The TcoF identification pipeline (see Section 2) predicted 2491 proteins. In order to remove the false-positive predictions (type I error) across different classes of TcoFs, manual curation on predicted TcoFs was performed. The curation resulted in removal of 1341 RNAR proteins with GO functions such as translation, tRNA processing, ribosome assembly and tRNA modification. Additionally, 125 proteins were found to show a GO-assigned function for both RNARs and TRs. For further classification, we manually analyzed each protein and classified accordingly in their classes into TRs, CRRs and RNARs. This resulted in identification and classification of 666 transcription regulators (TRs), 1412 RNARs and 415 chromatin regulators (CRRs), distributed among the 14 studied apicomplexan species. Among these, there are 637 TcoFs with annotation as hypothetical, conserved proteins with unknown function, unspecified product and conserved hypothetical proteins (Table S5). Figure 4 summarizes the species-wise distribution of TcoFs with most TcoFs observed in Plasmodium yoelii. To the best of the authors’ knowledge, this is a first-ever attempt to classify TcoFs into TRs, CRRs and RNARs in apicomplexans.

Web interface and annotations in ApicoTFdb

The ApicoTFdb project is presented as a novel web-based repository for apicomplexan TF and TcoF information retrieval as shown in Figure 5. The ApicoTFdb database project is organized according to the above described classification of TFs and TcoFs into different families based on intrinsic conserved domains and their respective gene ontologies. We included gene/protein-level information from several relevant web resources including EuPathDB, UniProt and Pfam for TF DBD Profile generation; OrthoMCL for orthology profiling; Gene Ontology using AMIGO, PubMed and Google Scholar for related literature information; KEGG (molecular pathway analysis) and STRING database for protein-protein interactions; and isoelectric point, molecular weight, CDS length and chromosome location, which provides necessary information, for apicomplexan TFs and TcoFs (as shown in Figure 6). We have also used CDD (37), PFAM (38), Superfamily (39) and SMART (40) for domain prediction; CELLO2GO for subcellular localization; PATS for apicoplast targeting sequences; and NCBI-BLAST, including BLASTn and BLASTp, for homology predictions.

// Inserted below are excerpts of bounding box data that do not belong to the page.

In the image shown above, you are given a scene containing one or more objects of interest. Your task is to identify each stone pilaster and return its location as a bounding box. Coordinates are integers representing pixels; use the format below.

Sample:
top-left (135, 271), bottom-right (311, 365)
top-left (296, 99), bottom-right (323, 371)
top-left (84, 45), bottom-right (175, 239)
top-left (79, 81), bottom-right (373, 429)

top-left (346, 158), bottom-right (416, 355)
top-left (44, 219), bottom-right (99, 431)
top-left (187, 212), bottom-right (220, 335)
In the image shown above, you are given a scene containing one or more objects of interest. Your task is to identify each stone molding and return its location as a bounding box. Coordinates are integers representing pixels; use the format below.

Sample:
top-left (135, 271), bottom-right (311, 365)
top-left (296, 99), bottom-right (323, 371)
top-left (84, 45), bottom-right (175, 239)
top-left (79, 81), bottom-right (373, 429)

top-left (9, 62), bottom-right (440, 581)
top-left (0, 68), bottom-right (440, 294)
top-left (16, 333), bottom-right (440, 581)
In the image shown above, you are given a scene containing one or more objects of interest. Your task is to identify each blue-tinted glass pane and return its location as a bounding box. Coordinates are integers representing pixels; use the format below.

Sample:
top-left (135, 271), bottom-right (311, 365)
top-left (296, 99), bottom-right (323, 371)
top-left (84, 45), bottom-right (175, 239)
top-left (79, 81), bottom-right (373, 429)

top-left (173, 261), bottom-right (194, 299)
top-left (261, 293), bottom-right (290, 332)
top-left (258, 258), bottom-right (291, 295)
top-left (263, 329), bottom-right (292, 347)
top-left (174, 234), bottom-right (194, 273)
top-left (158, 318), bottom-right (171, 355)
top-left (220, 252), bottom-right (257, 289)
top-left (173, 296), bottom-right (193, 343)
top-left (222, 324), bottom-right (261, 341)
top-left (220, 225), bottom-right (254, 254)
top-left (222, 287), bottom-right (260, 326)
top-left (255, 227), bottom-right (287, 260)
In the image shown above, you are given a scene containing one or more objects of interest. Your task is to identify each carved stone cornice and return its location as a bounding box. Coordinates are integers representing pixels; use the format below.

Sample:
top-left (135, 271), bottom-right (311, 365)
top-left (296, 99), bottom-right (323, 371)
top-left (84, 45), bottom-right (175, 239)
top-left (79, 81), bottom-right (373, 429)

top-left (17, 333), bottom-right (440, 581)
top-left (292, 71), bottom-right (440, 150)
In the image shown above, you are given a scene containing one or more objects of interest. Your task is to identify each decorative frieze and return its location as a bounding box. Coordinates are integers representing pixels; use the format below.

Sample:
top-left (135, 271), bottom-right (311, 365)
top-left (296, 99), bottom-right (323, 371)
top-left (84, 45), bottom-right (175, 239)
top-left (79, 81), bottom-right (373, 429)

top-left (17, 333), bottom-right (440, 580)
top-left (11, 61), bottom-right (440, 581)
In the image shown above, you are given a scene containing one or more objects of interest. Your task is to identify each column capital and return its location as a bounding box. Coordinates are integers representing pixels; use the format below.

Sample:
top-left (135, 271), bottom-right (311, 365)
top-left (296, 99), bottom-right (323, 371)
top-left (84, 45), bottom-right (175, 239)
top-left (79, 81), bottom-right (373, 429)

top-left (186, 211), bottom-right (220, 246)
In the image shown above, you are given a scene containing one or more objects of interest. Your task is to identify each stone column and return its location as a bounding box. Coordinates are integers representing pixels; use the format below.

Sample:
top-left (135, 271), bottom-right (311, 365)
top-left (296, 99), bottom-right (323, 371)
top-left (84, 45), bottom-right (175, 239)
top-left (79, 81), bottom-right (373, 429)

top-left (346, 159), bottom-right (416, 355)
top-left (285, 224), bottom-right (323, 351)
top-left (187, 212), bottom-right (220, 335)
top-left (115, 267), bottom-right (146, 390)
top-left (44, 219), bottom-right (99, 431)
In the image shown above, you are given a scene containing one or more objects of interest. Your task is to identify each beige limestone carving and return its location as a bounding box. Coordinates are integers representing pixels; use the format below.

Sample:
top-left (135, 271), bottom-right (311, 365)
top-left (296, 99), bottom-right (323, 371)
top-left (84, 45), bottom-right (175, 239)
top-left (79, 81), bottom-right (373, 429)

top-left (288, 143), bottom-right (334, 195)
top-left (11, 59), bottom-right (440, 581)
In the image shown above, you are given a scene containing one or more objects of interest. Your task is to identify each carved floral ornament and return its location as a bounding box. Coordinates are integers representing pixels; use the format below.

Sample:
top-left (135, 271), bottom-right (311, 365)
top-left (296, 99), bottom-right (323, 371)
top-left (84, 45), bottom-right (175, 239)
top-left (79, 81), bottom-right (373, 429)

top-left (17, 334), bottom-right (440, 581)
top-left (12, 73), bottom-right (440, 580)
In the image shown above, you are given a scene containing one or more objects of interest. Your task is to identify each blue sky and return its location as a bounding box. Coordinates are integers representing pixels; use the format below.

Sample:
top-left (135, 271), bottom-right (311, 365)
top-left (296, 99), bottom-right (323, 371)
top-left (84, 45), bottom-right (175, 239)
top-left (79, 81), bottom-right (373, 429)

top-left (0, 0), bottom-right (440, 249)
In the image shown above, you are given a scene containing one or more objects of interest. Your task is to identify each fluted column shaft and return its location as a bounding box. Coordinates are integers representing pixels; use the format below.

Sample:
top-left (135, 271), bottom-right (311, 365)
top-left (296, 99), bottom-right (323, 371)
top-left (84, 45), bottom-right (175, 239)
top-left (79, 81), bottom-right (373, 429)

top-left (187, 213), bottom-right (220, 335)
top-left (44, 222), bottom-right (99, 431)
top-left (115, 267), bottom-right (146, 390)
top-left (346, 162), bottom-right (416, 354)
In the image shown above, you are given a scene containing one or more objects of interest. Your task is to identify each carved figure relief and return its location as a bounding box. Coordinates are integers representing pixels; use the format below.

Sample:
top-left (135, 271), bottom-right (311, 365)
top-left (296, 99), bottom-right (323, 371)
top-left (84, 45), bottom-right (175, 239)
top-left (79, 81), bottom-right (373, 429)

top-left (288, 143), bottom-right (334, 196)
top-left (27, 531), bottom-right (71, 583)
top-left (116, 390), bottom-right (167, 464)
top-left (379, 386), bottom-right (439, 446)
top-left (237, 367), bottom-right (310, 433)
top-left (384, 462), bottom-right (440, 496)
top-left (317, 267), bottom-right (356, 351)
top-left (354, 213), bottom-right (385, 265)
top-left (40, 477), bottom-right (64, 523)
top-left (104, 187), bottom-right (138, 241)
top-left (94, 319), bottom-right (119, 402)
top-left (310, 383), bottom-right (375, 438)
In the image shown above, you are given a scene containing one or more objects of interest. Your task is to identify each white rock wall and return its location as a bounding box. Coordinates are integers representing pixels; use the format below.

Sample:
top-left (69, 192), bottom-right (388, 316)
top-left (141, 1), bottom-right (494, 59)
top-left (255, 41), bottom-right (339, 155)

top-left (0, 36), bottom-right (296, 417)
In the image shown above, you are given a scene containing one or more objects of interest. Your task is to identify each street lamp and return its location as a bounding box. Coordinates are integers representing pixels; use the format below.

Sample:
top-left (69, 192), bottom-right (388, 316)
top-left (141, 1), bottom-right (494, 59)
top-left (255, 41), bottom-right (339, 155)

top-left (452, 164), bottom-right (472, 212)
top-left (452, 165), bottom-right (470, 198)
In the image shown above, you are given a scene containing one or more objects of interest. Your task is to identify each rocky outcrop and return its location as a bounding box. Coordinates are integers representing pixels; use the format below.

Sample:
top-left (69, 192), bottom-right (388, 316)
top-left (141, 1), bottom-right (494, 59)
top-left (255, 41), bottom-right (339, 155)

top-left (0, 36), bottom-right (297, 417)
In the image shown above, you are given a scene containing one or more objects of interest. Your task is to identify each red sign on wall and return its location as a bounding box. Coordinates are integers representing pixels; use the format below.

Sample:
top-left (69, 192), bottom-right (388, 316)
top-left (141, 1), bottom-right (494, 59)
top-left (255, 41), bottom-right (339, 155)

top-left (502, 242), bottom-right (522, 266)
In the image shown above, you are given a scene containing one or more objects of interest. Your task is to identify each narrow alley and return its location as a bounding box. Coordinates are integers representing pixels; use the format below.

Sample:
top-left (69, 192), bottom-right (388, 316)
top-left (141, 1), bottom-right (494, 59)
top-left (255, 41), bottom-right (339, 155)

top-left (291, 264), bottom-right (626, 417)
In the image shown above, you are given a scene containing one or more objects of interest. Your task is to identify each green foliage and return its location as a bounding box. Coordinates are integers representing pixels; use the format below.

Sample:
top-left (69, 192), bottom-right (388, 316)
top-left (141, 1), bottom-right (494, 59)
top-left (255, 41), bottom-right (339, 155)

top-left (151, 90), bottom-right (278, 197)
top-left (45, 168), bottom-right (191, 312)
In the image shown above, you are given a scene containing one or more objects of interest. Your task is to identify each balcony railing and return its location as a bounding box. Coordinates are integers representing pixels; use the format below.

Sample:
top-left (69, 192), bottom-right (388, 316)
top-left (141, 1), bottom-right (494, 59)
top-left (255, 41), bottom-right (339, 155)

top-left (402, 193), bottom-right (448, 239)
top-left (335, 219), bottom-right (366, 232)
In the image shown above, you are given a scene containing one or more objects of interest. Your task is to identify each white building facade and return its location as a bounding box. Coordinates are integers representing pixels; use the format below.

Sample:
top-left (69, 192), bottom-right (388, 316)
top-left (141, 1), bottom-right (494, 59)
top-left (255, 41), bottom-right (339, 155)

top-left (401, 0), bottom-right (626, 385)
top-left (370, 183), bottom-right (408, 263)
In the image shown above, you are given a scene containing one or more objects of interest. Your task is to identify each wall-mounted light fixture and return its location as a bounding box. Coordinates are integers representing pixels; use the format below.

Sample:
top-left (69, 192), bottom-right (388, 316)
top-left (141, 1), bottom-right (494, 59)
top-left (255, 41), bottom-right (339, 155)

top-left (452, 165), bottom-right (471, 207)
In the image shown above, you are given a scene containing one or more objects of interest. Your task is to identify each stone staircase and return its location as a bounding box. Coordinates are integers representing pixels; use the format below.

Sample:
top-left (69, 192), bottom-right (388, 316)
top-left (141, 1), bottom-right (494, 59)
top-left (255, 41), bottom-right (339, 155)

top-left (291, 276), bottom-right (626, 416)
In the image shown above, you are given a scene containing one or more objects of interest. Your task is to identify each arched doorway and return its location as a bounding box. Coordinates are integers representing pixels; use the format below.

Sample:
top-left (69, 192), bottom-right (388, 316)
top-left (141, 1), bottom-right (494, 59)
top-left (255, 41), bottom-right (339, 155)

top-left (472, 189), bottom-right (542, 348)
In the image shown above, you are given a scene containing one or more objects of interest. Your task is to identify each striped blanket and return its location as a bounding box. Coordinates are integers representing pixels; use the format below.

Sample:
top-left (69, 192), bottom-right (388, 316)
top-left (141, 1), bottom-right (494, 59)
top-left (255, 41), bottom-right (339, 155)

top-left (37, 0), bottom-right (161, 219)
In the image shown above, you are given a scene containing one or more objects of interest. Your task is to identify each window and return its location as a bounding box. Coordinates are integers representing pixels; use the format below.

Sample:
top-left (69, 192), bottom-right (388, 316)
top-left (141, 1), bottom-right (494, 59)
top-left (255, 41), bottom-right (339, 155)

TcoFs distribution into TRs, CRRs and RNARs across apicomplexans.
Figure 4

TcoFs distribution into TRs, CRRs and RNARs across apicomplexans.

ApicoTFdb: Development and working pipeline (a) TF prediction and classification rule using known TF sequences. (b) Home page of ApicoTFdb is divided into different sections, namely browse, tools (includes BLASTP and BLASTn), TcoFs, other links, statistics, and tutorials (c) Annotation available in ApicoTFdb (d) TcoFs are mainly classified into 3 main classes i.e. TRs, CRRs and RNARs with their associated annotation and information related to experimentally verified TFs is also presented in a separate section.
Figure 5

ApicoTFdb: Development and working pipeline (a) TF prediction and classification rule using known TF sequences. (b) Home page of ApicoTFdb is divided into different sections, namely browse, tools (includes BLASTP and BLASTn), TcoFs, other links, statistics, and tutorials (c) Annotation available in ApicoTFdb (d) TcoFs are mainly classified into 3 main classes i.e. TRs, CRRs and RNARs with their associated annotation and information related to experimentally verified TFs is also presented in a separate section.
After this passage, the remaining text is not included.